Decoding Responsible AI: Public sector resilience in the midst of an AI bubble

This article was originally published in Decoding, our monthly briefing on the latest trends in government technology. Sign up here to receive future editions directly in your inbox.

In March, our first AI-focused edition of Decoding examined what governments need to deploy AI responsibly: strong governance, clear risk frameworks and robust digital infrastructure.
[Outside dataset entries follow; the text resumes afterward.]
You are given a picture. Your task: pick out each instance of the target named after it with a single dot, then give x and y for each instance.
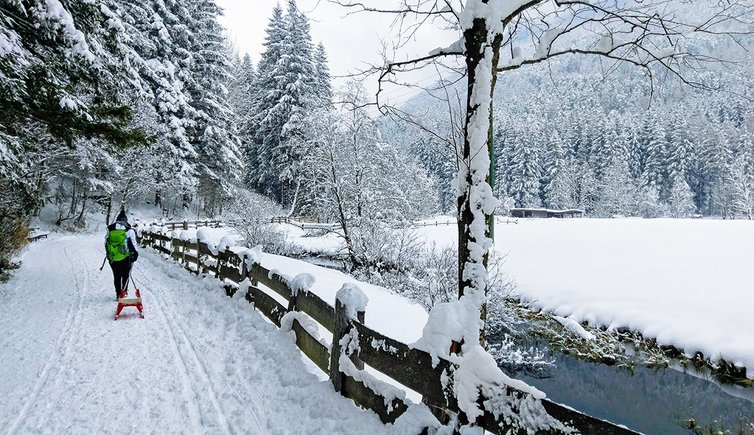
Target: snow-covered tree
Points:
(354, 178)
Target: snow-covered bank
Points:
(198, 362)
(687, 283)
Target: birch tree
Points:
(496, 36)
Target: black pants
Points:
(121, 270)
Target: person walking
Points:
(121, 251)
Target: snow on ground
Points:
(687, 283)
(198, 363)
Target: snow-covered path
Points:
(198, 362)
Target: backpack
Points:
(116, 245)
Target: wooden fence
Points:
(410, 367)
(184, 225)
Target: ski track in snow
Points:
(62, 348)
(198, 363)
(174, 329)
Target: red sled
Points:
(131, 302)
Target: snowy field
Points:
(688, 283)
(198, 362)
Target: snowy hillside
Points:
(685, 282)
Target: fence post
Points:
(349, 301)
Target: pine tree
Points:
(681, 200)
(526, 170)
(265, 125)
(322, 80)
(617, 190)
(218, 161)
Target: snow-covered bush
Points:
(250, 214)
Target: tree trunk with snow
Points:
(476, 202)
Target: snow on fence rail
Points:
(190, 224)
(408, 366)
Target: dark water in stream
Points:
(652, 401)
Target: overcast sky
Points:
(352, 42)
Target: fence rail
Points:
(407, 366)
(185, 224)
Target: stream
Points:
(652, 401)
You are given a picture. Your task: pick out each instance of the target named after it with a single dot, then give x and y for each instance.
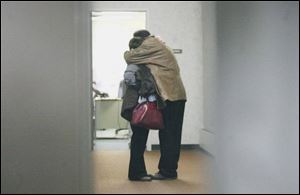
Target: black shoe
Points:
(159, 176)
(143, 178)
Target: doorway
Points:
(111, 32)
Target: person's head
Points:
(141, 33)
(135, 42)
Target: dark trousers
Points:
(169, 138)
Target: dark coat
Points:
(146, 86)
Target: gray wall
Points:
(44, 119)
(209, 49)
(258, 97)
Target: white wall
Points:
(258, 97)
(179, 24)
(44, 99)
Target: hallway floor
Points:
(111, 168)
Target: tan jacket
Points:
(163, 65)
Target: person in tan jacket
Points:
(154, 54)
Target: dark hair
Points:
(141, 33)
(135, 42)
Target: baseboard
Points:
(196, 147)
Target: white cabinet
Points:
(108, 114)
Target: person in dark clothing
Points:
(153, 53)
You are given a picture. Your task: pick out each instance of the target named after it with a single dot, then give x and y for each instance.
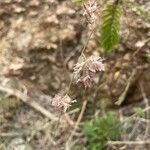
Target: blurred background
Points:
(40, 42)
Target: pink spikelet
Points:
(62, 102)
(90, 8)
(86, 68)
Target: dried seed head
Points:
(62, 102)
(90, 8)
(85, 69)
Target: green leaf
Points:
(110, 27)
(139, 111)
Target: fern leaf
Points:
(110, 27)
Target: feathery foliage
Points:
(110, 27)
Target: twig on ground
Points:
(146, 101)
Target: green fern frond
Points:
(110, 27)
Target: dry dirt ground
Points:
(40, 42)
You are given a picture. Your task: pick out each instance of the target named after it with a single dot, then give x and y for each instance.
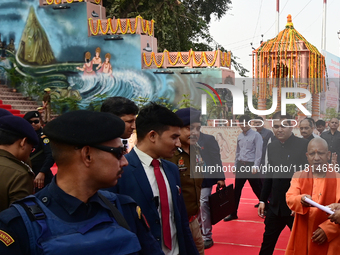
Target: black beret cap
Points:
(32, 114)
(84, 128)
(18, 126)
(4, 112)
(189, 115)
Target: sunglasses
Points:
(34, 121)
(118, 152)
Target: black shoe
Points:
(230, 217)
(208, 243)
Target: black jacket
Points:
(210, 152)
(291, 157)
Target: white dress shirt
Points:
(150, 174)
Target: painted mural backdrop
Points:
(52, 47)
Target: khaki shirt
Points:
(191, 181)
(16, 179)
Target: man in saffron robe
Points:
(312, 232)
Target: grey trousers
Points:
(204, 216)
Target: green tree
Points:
(179, 25)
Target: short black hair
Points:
(310, 121)
(155, 117)
(321, 123)
(119, 106)
(7, 138)
(278, 115)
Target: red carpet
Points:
(244, 235)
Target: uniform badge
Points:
(6, 238)
(181, 165)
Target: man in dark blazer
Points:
(210, 152)
(158, 131)
(288, 155)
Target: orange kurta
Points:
(308, 219)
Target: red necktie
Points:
(163, 195)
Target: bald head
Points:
(318, 154)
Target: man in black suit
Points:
(210, 152)
(154, 183)
(288, 153)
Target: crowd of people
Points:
(152, 199)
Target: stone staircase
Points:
(15, 102)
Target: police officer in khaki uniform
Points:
(71, 215)
(17, 139)
(191, 179)
(41, 155)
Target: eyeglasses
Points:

Eight months later, the environment has shifted again. The AI market has accelerated faster than many expected; the EU’s AI policy is being reopened through the Digital Omnibus, and Member States are pushing for clearer safeguards to match the rapid pace of adoption.

Responsible AI is no longer only about ethics or governance frameworks. It is also about resilience: the ability of public institutions to make evidence-based decisions in a market shaped by uncertainty, concentration, and strong inevitability narratives that push adoption faster than evidence supports. 

This edition explores what that means for procurement, resilience and public trust at a time when governments are being urged to deploy AI tools at scale. We also highlight developments across Europe, along with national insights from Denmark.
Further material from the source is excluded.